The PC is taking its last breaths, if you believe Google executive John Herlihy.
"In three years time, desktops will be irrelevant," Herily, Google's VP of global ad operations, told attendees at the Digital Landscapes conference in Dublin Wednesday, according to Irish tech site siliconrepublic.com. "In Japan, most research is done today on smartphones, not PCs."
Sound a little overblown? Well, sure. But whether or not anyone at Google really believes that we'll soon all be using our Nexus Ones, BlackBerrys and iPhones as our primary work devices, the company does believe -- with good reason -- that mobile is the future.
In Barcelona last month, Google CEO Eric Schmidt said, "Our programmers are doing work on mobile first. We'll still have a desktop version, but we'll also have one on a high-performance mobile phone. The top programmers want to work on mobile apps."
That's not quite the same as giving PCs until 2013, but it does show where Google's emphasis is, and why the company is doing its best to become the biggest player in the mobile world.
"Mobile makes the world's information universally accessible," said Herily on Wednesday. "Because there's more information and because it will be hard to sift through it all, that's why search will become more and more important. This will create new opportunities for new entrepreneurs to create new business models -- ubiquity first, revenue later."

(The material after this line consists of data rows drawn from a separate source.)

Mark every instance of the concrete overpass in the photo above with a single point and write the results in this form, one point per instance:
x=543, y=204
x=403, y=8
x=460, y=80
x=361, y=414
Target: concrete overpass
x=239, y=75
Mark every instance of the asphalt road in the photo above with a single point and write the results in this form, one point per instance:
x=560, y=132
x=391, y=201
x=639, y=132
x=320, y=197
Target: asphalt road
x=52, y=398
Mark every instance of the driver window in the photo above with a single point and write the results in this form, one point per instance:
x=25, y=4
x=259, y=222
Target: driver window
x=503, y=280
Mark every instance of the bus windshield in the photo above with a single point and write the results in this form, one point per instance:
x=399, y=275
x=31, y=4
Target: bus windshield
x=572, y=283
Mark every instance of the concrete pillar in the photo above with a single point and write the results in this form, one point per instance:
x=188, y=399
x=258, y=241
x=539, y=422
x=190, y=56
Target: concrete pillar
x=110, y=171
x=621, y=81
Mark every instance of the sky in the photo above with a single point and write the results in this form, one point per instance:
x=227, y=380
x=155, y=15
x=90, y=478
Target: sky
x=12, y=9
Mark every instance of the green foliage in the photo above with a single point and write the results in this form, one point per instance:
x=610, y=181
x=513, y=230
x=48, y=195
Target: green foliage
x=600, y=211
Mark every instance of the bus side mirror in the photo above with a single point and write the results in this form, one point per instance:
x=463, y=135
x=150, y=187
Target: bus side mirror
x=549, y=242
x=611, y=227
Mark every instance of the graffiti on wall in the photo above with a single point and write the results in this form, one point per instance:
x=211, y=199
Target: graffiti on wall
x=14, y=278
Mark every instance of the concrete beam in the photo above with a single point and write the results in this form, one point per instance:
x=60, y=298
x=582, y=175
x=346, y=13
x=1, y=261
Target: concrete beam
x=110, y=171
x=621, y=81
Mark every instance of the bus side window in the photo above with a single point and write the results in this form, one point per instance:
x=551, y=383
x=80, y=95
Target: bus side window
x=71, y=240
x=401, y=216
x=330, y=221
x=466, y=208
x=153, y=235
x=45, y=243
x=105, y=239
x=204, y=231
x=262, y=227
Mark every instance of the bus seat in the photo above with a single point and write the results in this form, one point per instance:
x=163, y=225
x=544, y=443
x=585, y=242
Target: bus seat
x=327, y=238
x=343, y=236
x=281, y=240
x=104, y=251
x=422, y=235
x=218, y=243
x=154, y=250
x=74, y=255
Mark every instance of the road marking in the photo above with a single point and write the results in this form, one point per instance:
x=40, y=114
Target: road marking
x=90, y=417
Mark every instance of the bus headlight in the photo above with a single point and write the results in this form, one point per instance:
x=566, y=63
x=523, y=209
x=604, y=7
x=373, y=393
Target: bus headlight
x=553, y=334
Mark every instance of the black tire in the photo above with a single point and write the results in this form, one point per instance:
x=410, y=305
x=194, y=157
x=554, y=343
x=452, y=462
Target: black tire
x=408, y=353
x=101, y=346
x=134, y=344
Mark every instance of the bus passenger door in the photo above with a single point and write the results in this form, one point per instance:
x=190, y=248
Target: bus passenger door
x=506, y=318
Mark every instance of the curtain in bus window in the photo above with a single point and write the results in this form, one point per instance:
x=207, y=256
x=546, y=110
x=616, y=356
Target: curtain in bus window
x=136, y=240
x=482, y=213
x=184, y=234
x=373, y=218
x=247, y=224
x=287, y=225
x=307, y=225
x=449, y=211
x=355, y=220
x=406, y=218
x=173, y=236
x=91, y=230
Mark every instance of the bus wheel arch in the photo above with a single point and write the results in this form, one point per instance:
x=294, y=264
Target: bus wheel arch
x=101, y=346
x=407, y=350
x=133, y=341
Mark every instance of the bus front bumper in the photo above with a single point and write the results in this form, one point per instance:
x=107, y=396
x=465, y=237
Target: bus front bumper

Those budding entrepreneurs make Google nervous, according to Herily (although probably not as nervous as Google is making the mobile industry). "There is a tremendous opportunity for entrepreneurs to end the need for Google" with a new disruptive technology or service, said Herily. "It's our challenge not to let that happen by continuing to drive innovation and value."
Herily, who works in Google's Dublin office and is a veteran of First Data, PeopleSoft, Adobe and Oracle, stressed Google's flexibility -- and its desire to not let its complex organizational structure get in the way of serving increasingly knowledgeable customers. "Customers today have more choices and are more aware of our competitors' offerings," he said. "Unless we can serve them 24-7, 365 days a year, competitors will eat our lunch. There is a level of paranoia there."